Başımı hafifçe yana eğip neyden bahsettiklerini anlamaya çalıştım.

"Kim yazıyor ki bunu?"

"Bence bu gerçek olabilir..."

Attıkları linke bastığımda açılan hikaye benim hikayemdi. Okuyucu sayısı fazlasıyla artmıştı. Mesaj kutum şimdiden yüzü aşmıştı bile. Çocukları özlediğim için yaşadığımız şeyleri hikaye şeklinde yazıyordum. Bunu sadece bana anı kalsın diye yapmıştım. Bazı şeyleri ileride unutursam açıp okumak için.

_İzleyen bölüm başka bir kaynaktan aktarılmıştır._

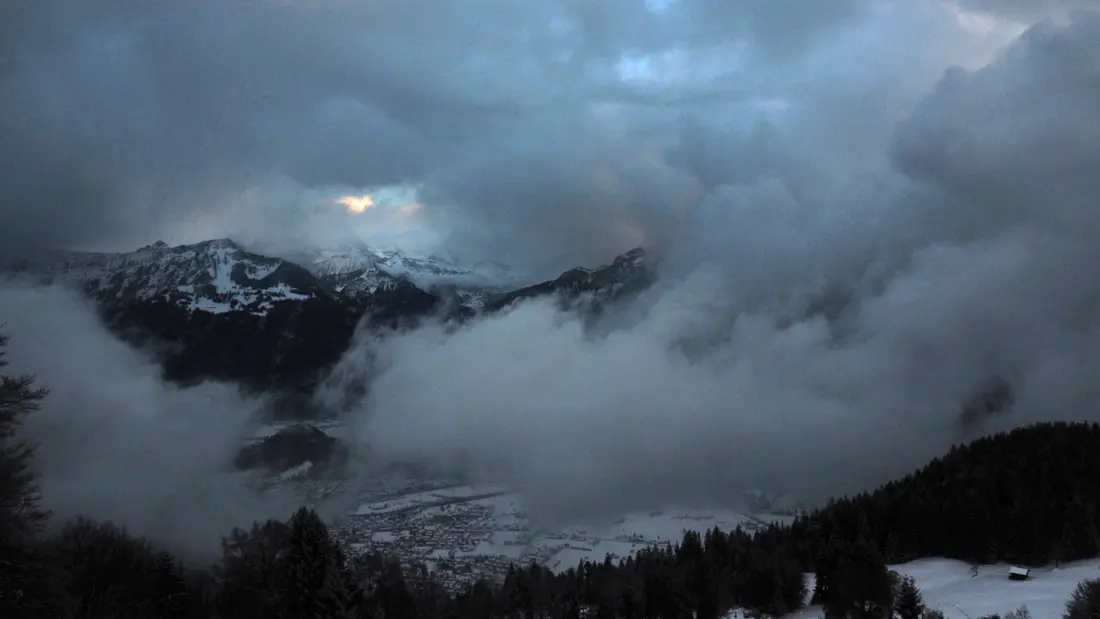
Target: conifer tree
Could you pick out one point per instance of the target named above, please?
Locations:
(21, 514)
(909, 604)
(23, 582)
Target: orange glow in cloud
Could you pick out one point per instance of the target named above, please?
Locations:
(356, 205)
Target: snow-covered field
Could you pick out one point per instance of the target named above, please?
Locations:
(948, 587)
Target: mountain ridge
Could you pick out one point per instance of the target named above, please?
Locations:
(217, 309)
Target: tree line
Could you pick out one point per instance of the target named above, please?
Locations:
(1024, 496)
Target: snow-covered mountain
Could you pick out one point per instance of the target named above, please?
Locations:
(212, 276)
(218, 310)
(627, 274)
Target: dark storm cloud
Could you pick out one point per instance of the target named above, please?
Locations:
(128, 120)
(974, 257)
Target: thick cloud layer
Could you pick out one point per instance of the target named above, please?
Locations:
(545, 133)
(118, 443)
(811, 342)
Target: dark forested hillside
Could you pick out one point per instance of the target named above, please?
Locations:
(1026, 496)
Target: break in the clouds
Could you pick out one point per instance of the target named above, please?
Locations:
(546, 133)
(809, 334)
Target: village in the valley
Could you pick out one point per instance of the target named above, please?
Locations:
(462, 532)
(465, 532)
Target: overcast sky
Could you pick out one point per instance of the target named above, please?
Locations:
(545, 133)
(867, 210)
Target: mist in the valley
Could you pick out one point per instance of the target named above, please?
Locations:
(116, 442)
(804, 339)
(862, 216)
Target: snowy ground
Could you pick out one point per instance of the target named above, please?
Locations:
(948, 587)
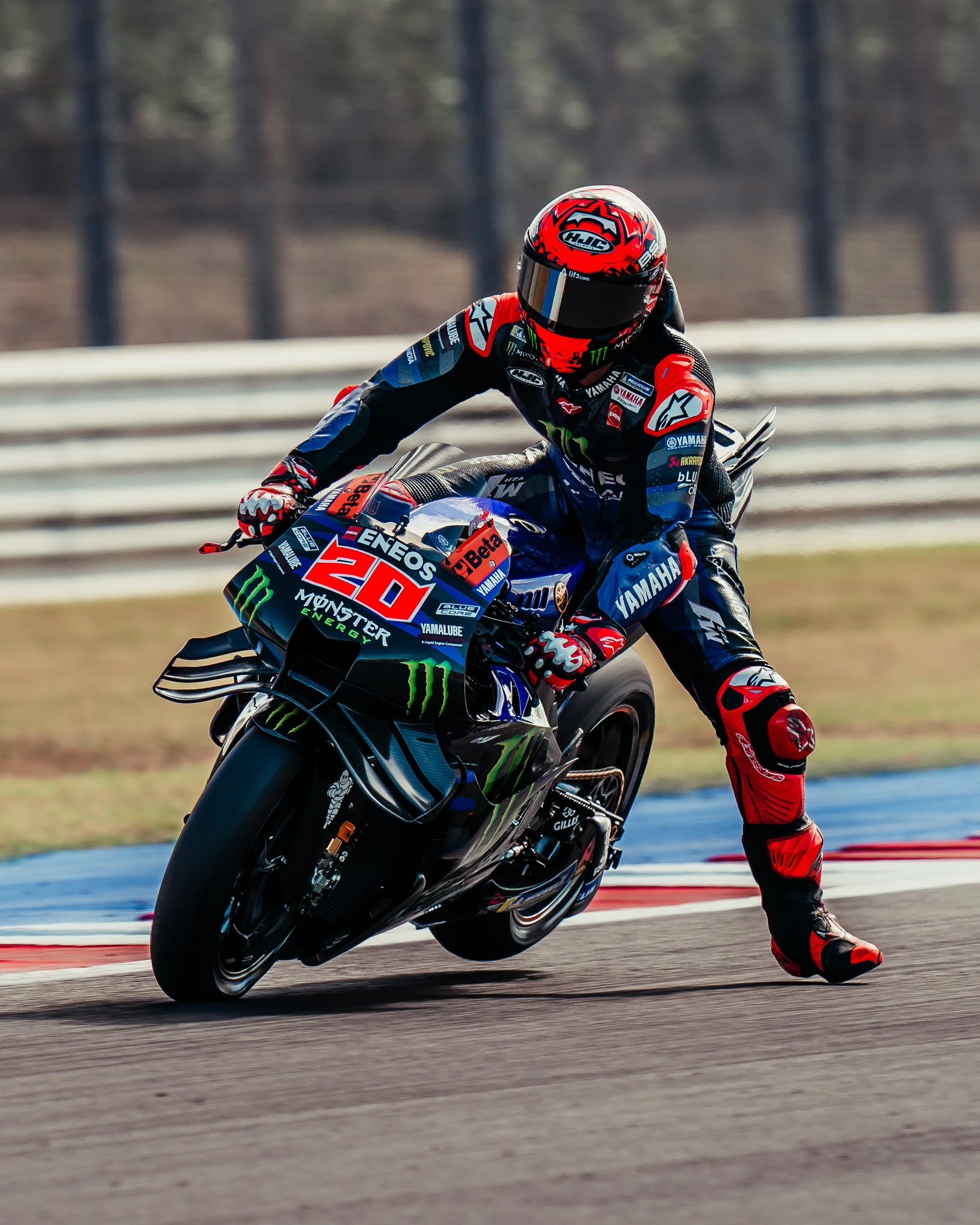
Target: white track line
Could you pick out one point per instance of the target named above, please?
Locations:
(872, 881)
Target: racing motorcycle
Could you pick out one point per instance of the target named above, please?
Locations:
(382, 754)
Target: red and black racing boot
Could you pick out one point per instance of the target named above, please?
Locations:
(786, 861)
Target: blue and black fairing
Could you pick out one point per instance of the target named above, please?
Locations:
(384, 686)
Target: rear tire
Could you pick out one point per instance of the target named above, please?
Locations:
(616, 713)
(252, 794)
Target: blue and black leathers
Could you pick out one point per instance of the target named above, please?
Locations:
(628, 465)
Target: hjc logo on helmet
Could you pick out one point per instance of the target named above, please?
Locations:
(573, 234)
(589, 276)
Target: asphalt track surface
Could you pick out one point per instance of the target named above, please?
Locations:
(659, 1069)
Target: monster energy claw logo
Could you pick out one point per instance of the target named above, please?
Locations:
(510, 763)
(568, 443)
(282, 718)
(422, 687)
(252, 595)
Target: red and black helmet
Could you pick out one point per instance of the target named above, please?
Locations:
(591, 271)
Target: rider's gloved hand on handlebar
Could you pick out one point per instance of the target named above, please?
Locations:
(566, 657)
(269, 510)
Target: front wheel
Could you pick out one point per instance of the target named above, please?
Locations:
(616, 716)
(224, 910)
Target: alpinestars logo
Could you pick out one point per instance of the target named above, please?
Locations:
(252, 595)
(678, 410)
(428, 687)
(482, 324)
(757, 678)
(711, 623)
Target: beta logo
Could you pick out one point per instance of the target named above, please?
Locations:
(382, 589)
(477, 559)
(679, 409)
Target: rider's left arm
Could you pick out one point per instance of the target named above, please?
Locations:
(650, 568)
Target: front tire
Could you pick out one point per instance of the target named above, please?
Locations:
(616, 716)
(222, 870)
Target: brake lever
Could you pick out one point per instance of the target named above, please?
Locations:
(237, 541)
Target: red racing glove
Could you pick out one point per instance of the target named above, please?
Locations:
(270, 508)
(566, 657)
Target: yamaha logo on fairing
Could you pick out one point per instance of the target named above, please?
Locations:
(585, 240)
(529, 377)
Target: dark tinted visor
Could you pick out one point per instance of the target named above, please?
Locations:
(565, 304)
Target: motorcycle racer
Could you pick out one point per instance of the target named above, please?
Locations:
(591, 352)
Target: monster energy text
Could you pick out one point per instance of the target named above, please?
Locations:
(340, 617)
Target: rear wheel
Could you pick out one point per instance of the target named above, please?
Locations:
(616, 716)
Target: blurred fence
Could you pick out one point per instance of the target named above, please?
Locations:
(119, 461)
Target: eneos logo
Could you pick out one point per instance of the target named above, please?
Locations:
(372, 582)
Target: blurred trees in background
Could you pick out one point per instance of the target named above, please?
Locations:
(692, 103)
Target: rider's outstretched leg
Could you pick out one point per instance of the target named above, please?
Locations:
(707, 640)
(767, 741)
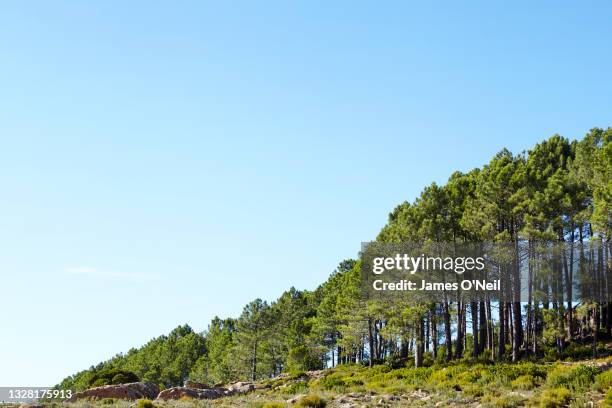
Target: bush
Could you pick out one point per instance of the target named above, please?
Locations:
(524, 382)
(297, 387)
(608, 399)
(555, 398)
(302, 358)
(575, 378)
(311, 401)
(506, 401)
(394, 361)
(332, 381)
(604, 381)
(145, 403)
(110, 376)
(273, 405)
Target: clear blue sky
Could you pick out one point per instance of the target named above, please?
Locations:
(165, 162)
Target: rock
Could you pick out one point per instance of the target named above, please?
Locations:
(129, 391)
(294, 399)
(240, 388)
(175, 393)
(196, 385)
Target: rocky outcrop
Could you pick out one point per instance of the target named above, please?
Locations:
(194, 393)
(240, 388)
(129, 391)
(196, 385)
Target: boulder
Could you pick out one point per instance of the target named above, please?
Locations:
(129, 391)
(240, 388)
(195, 393)
(196, 385)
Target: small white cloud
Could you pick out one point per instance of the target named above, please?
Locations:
(95, 272)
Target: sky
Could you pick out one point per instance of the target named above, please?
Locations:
(166, 162)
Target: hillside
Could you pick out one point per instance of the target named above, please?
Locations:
(497, 353)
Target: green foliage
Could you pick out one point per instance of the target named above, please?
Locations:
(302, 358)
(555, 398)
(603, 381)
(557, 191)
(165, 359)
(608, 399)
(332, 381)
(111, 376)
(311, 401)
(575, 378)
(274, 405)
(524, 382)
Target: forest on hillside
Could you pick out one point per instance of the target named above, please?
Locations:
(559, 191)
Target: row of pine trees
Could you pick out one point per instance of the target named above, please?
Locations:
(560, 191)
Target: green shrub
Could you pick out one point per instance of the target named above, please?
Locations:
(273, 405)
(608, 399)
(310, 401)
(575, 378)
(506, 401)
(145, 403)
(297, 387)
(524, 382)
(332, 381)
(394, 361)
(604, 381)
(302, 358)
(555, 398)
(109, 376)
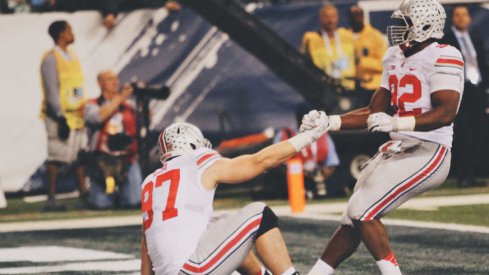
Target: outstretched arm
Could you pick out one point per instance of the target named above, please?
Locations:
(246, 167)
(357, 119)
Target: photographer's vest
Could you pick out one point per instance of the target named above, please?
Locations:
(71, 93)
(123, 120)
(335, 56)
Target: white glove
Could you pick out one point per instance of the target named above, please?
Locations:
(380, 122)
(314, 125)
(309, 119)
(321, 125)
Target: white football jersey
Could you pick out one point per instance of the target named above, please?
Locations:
(176, 209)
(411, 81)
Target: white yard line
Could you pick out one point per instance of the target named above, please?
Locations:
(319, 211)
(70, 224)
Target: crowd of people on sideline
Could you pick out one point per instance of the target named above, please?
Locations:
(96, 137)
(106, 126)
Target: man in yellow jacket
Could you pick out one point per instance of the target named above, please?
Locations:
(370, 46)
(62, 109)
(331, 49)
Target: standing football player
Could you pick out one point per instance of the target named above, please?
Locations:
(177, 207)
(416, 103)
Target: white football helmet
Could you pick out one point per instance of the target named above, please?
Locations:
(181, 138)
(419, 20)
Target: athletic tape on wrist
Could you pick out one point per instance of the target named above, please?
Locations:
(334, 123)
(300, 141)
(403, 123)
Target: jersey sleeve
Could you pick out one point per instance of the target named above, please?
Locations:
(448, 70)
(205, 158)
(386, 64)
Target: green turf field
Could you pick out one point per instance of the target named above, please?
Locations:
(419, 251)
(471, 214)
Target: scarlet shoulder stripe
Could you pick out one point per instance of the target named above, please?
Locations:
(205, 157)
(449, 61)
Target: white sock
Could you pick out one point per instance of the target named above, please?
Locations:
(289, 271)
(321, 268)
(389, 266)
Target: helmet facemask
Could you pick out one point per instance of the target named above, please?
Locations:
(181, 138)
(419, 20)
(399, 33)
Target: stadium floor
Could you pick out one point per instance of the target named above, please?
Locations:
(419, 251)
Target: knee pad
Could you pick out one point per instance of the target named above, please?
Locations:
(268, 222)
(345, 220)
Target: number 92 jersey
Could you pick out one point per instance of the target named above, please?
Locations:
(412, 80)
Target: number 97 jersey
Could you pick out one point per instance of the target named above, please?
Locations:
(411, 81)
(176, 209)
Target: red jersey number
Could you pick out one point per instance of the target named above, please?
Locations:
(398, 102)
(172, 177)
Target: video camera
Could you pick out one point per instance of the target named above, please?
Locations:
(152, 91)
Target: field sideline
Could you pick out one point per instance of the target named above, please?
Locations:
(101, 243)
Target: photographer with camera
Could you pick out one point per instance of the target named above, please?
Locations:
(112, 166)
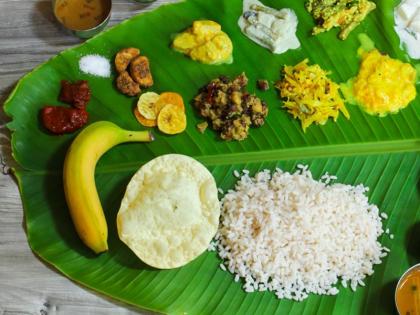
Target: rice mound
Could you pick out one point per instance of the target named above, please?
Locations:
(293, 235)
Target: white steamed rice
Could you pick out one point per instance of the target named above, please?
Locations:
(293, 235)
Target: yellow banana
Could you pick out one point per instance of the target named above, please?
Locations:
(79, 178)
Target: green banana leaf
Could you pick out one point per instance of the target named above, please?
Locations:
(382, 153)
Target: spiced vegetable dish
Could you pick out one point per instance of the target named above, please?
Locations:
(229, 108)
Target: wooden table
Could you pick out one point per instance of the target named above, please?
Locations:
(29, 36)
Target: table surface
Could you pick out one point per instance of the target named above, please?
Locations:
(29, 36)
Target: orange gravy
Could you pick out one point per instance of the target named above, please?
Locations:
(80, 15)
(408, 294)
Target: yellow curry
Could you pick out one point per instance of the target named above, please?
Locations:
(408, 294)
(205, 42)
(384, 85)
(81, 15)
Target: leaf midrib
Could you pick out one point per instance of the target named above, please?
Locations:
(322, 151)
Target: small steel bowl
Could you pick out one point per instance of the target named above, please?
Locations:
(87, 33)
(400, 282)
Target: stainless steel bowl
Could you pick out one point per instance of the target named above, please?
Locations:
(403, 277)
(88, 32)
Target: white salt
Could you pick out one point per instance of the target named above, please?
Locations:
(95, 65)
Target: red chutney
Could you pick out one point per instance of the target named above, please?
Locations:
(60, 119)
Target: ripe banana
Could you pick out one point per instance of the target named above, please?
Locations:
(79, 179)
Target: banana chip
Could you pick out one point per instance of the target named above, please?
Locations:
(169, 98)
(170, 211)
(171, 120)
(146, 105)
(144, 121)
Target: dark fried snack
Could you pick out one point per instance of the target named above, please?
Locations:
(229, 108)
(76, 94)
(60, 119)
(127, 85)
(124, 57)
(140, 71)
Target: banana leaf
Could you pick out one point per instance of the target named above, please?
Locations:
(382, 153)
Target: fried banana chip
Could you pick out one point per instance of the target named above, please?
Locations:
(124, 57)
(171, 120)
(169, 98)
(144, 121)
(126, 84)
(140, 71)
(146, 104)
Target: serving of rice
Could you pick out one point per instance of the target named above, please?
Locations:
(293, 235)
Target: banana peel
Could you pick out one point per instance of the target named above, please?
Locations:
(79, 178)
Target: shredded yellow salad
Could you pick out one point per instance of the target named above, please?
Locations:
(310, 95)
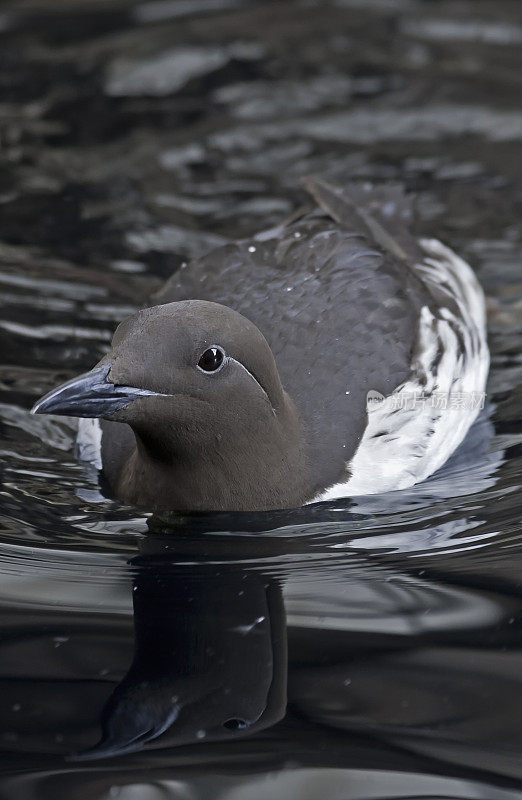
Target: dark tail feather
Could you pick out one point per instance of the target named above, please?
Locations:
(384, 212)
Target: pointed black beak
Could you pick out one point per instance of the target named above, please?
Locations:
(89, 395)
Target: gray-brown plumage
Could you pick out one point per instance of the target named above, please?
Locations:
(309, 316)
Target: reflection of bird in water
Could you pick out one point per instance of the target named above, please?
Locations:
(209, 661)
(254, 395)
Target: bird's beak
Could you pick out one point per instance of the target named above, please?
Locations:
(89, 395)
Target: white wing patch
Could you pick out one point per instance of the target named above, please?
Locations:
(88, 442)
(404, 445)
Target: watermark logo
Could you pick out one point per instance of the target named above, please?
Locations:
(374, 399)
(469, 401)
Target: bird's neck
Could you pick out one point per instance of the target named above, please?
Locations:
(265, 469)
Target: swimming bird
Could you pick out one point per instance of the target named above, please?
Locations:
(332, 356)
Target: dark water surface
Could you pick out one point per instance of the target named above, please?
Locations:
(134, 136)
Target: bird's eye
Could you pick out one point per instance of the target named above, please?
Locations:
(212, 360)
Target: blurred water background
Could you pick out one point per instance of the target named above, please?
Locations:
(358, 650)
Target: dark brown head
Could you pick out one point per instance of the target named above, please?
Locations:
(198, 384)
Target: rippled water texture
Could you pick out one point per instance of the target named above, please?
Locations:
(354, 651)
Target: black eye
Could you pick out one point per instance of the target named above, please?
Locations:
(235, 724)
(212, 359)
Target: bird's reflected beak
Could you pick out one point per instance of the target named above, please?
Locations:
(89, 395)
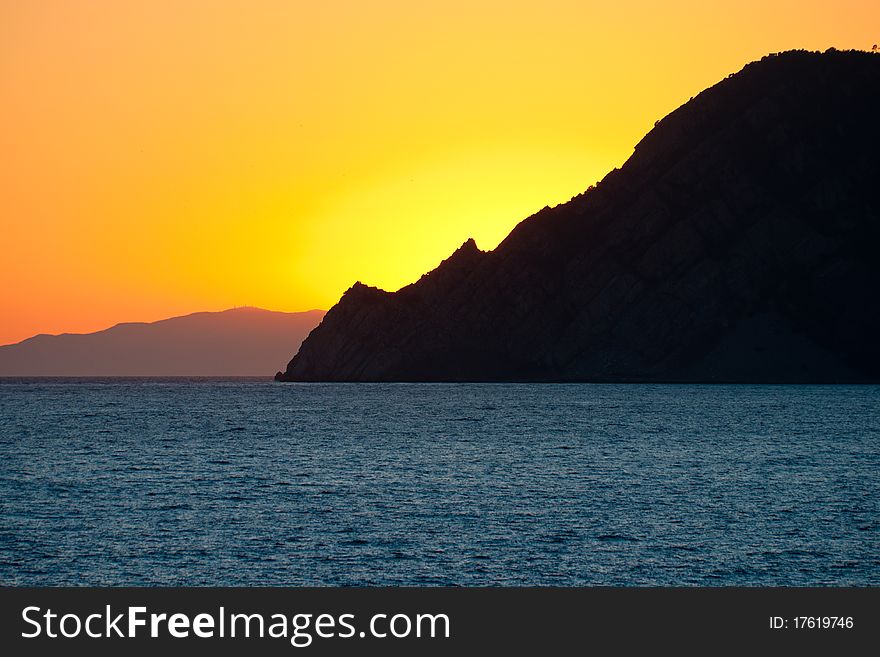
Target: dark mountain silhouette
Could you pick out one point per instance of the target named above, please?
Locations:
(238, 342)
(738, 243)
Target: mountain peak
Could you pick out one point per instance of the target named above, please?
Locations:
(738, 243)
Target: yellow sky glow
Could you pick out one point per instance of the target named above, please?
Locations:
(170, 156)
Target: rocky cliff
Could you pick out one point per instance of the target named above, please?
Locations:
(738, 243)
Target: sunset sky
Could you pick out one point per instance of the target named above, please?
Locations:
(168, 156)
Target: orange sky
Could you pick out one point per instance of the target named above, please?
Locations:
(168, 156)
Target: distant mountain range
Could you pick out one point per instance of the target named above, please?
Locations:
(740, 242)
(238, 342)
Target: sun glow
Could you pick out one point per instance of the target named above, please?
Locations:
(164, 157)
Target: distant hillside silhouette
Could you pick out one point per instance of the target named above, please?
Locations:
(738, 243)
(238, 342)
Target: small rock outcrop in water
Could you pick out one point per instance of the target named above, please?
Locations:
(738, 243)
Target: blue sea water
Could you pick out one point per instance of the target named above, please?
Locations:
(249, 482)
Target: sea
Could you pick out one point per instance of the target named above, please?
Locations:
(247, 482)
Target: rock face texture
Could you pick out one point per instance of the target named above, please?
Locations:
(238, 342)
(740, 242)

"Bunu imza gününde onlara soracağım."

Çocuklar çok meşguldü. Açıkçası artık bizi arkadaşları olarak görüyorlar mı onu bile bilmiyordum. Şimdiden Kore'nin sevilen gruplarından olmuşlardı. Binlerce, belki de daha fazla, hayranları olmuştu. Onların şarkılarını dinliyor ve katıldığı programları izliyordum. Sürekli mutluymuş gibi davranıyorlardı. Özellikle Hoseok. O, her zaman beni neşelendirmek için böyle davranırdı ama genel olarak soğuktu. Dışarıya bu yönünü göstermeyi sevmezdi. Şimdi ise tamamen farklı biri gibi görünüyordu.

Bilgisayarı kapattım ve sıkıntılı bir nefes verdim. Bunları düşünmek kalbime inanılmaz bir acı veriyordu. Çocuklarla bu durumda olmak beni gerçekten üzüyordu. Telefon numaralarını bile artık bilmiyordum.
Bazen keşke ünlü olmayı seçmeselerdi keşke buna engel olsaydım diye düşünmeden edemiyordum. Bu onların hayaliydi ama iyi olup olmadığını bilmiyordum.

Odaya hışımla giren ablama baktım. O genellikle odaya böyle girerdi.

"Ne yapıyorsun?"

"Hiç."

"İmza gününe gidiyor muyuz?"

"Gitsek ne değişecek ki?" diye sordum ayaklarımı bilgisayar masasına uzatırken.

"Hiçbir şey ama en azından onları görmüş oluruz."

"Onlar bizi görmek için gelmiyorken biz gidiyoruz."

"Meşguller."

"Dokuz aydır mı?"

Susup bana baktı.

"Ben gideceğim. Sen de istiyorsan gel."

Odadan çıktığında kımıldamadan öylece oturdum. Çocukları gerçekten çok özlemiştim.

Namjoon'dan~

Arabaya bindiğimde kendi aralarında konuşan çocuklara baktım. Merakla ve heyecanla bir şey hakkında konuşuyorlardı.